Society can be so cruel and it can be hard to handle the way people judge you purely on how you look. How do you handle people like that and do you have any advice for those who are struggling with it?
I think it’s really all about how you carry yourself and how you behave. I’m a wife, mother, a graduate student soon to be entering the doctoral program, a business owner…and I act like it. I don’t make my body art an issue and because of that I think others tend to look past it as well. Don’t get me wrong…I get approached and bombarded with questions just like every other modified person…I just try to smile, be polite and behave the same way I would if I had no mods at all. If someone is mean or out of line then I tend to give it right back to them by pointing out their obvious flaws so that they check themselves and their judgments. However, I do so in a manner that isn’t indicative of the stereotypes. I don’t reduce myself to their level with name calling, swearing or other derelict behavior. Kill them with kindness I say…be above reproach so that regardless of what they think of you, you will always walk away the bigger person and not a walking stereotype.

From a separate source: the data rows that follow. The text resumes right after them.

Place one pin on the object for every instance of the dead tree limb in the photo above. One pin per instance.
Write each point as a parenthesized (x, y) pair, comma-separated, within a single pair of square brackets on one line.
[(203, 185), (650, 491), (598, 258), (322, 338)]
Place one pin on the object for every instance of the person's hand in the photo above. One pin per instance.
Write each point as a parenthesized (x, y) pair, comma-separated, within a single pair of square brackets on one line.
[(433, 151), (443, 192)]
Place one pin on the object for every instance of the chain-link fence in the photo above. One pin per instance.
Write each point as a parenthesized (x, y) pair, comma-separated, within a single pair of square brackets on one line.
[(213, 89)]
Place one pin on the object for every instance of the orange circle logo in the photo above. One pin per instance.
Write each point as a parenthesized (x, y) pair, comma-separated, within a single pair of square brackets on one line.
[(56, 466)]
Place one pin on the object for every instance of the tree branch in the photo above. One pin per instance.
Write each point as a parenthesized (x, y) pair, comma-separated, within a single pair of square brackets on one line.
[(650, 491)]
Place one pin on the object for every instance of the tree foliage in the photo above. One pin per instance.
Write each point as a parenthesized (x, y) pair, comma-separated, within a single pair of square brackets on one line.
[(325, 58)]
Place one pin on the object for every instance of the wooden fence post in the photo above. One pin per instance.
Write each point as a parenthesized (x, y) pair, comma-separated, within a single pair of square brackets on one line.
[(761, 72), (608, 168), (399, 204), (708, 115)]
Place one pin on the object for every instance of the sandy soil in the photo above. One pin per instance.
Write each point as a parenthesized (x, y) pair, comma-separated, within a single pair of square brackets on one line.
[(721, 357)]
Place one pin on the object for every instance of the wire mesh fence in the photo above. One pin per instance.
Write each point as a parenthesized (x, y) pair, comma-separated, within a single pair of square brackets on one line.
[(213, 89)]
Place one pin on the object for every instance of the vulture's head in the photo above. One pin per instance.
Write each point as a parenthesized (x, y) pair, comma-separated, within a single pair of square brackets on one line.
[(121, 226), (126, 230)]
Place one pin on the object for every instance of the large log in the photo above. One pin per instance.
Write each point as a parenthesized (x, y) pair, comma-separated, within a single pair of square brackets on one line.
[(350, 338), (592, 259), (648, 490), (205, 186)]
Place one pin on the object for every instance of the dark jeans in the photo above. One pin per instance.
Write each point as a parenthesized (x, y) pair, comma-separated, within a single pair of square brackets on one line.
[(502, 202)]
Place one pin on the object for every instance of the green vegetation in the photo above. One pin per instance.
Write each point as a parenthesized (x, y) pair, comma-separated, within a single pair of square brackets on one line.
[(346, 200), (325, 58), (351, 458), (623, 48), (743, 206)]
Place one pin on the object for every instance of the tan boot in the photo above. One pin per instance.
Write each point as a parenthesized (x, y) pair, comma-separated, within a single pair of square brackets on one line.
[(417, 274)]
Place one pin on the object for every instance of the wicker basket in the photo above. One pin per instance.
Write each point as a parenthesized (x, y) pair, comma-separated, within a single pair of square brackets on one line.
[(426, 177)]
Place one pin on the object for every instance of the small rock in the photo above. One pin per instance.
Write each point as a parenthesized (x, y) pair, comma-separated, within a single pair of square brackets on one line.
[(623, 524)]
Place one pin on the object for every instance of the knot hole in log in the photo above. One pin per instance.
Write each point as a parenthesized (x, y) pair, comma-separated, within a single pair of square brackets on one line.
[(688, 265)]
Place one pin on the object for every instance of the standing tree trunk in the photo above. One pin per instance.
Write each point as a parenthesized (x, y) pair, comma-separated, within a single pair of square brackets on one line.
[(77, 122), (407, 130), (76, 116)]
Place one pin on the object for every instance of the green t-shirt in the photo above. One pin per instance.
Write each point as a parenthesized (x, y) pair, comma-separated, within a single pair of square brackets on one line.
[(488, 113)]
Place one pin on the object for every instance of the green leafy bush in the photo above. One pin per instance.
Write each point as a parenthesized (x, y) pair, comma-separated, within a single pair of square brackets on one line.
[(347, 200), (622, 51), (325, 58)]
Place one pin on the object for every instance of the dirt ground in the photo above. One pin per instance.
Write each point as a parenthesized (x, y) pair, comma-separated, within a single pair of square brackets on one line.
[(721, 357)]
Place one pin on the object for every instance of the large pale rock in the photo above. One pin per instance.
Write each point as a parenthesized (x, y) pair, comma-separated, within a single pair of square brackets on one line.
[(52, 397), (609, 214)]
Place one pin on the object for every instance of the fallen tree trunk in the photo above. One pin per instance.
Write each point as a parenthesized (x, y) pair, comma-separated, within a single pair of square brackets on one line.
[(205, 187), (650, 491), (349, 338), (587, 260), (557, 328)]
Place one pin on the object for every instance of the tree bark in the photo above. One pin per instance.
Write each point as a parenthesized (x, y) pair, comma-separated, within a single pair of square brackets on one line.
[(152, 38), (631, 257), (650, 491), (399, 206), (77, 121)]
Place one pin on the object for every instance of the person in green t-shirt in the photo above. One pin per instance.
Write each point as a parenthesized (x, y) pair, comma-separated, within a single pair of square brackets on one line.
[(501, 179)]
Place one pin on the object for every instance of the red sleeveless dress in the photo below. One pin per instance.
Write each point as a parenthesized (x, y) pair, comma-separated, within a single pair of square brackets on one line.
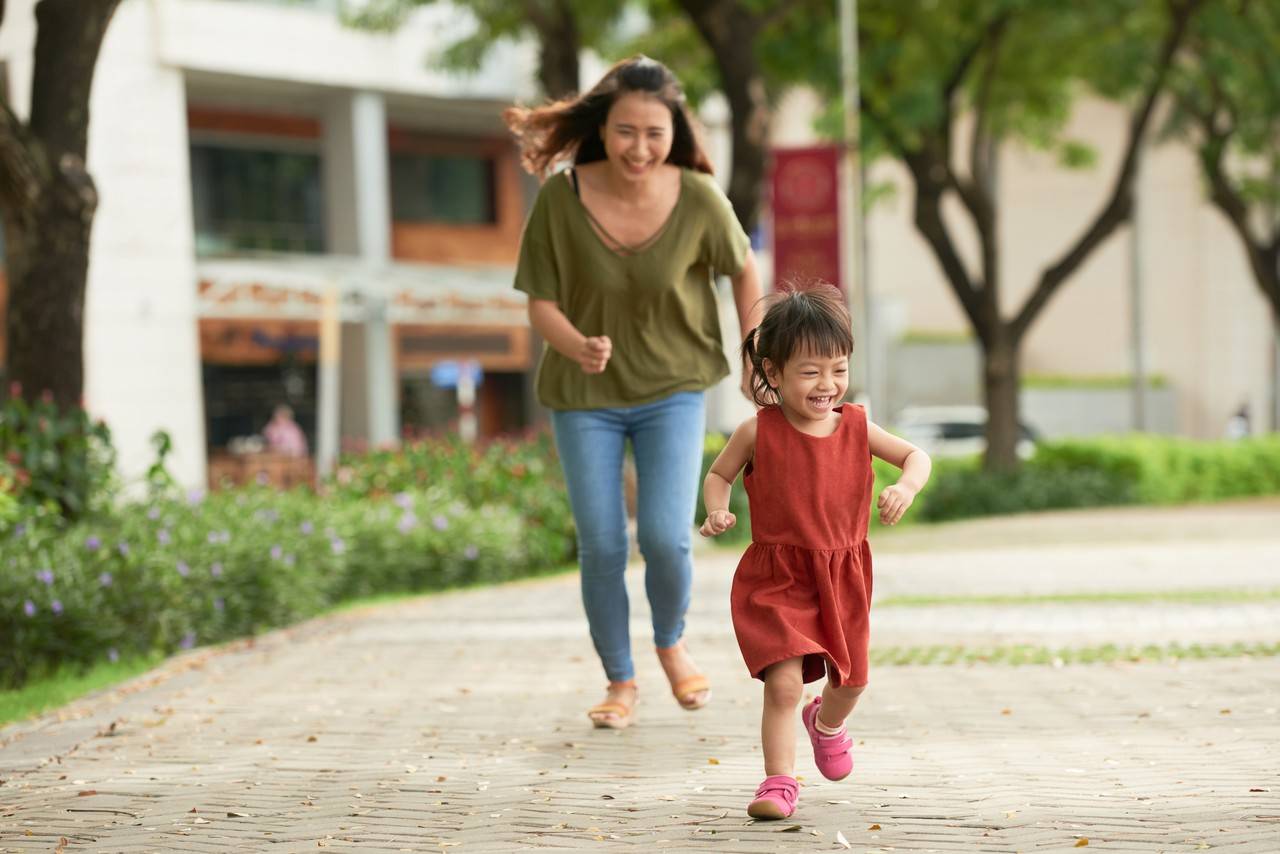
[(804, 585)]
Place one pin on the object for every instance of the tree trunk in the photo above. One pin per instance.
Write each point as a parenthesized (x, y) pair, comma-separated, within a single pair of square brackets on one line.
[(48, 259), (557, 59), (1001, 378), (731, 32), (49, 201)]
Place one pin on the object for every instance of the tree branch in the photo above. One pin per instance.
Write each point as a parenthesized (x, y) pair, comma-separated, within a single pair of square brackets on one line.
[(21, 164), (928, 220), (1120, 202)]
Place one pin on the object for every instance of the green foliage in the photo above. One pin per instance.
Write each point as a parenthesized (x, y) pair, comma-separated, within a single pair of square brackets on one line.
[(1104, 471), (521, 474), (60, 459), (176, 572)]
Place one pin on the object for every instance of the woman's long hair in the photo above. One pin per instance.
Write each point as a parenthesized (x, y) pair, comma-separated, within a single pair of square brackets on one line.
[(571, 128)]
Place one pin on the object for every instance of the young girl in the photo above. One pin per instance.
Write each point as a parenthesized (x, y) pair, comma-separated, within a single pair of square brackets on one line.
[(804, 587)]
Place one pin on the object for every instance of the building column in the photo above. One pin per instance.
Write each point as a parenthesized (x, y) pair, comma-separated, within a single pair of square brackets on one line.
[(357, 187)]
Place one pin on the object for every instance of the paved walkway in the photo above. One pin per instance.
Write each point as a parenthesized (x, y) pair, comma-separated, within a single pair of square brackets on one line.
[(456, 722)]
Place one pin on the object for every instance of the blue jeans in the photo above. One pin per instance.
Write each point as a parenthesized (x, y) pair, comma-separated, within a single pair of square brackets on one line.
[(667, 442)]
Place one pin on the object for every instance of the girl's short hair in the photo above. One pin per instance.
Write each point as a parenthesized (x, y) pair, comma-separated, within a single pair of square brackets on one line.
[(571, 128), (805, 316)]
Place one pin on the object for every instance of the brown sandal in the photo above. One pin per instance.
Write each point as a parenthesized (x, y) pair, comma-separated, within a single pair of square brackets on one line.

I think it is really important to know that you will be judged and to prepare accordingly. Have life plans so that you can support yourself while living your life YOUR way. Don’t get heavily modified and then get angry when WalMart won’t hire you…that is a given. The world is not fair and people are people. I mean lets face it, this lifestyle would not hold as much meaning for us if everyone was doing it. Live your life however you want to.. but just know that there are no half measures. If you choose to live outside of societal norms then you will need to do it all the way and be able to support yourself at the same time. This is why I continued to pursue my education, as I know that I will never walk into another accounting firm and be hired. I am just about to finish my Masters in Industrial Organizational Psychology and I will be starting the PhD program in the fall. My thoughts are that as time moves forward I will be able to research and write about the modified community from the position of a business person, a psychologist, a mother and a heavily modified middle aged woman. There are too many biases in the psychology profession…the modified community needs more voices on the inside…I intend to be one of them.
Thank you so much for sharing a little of yourself with us Stephie!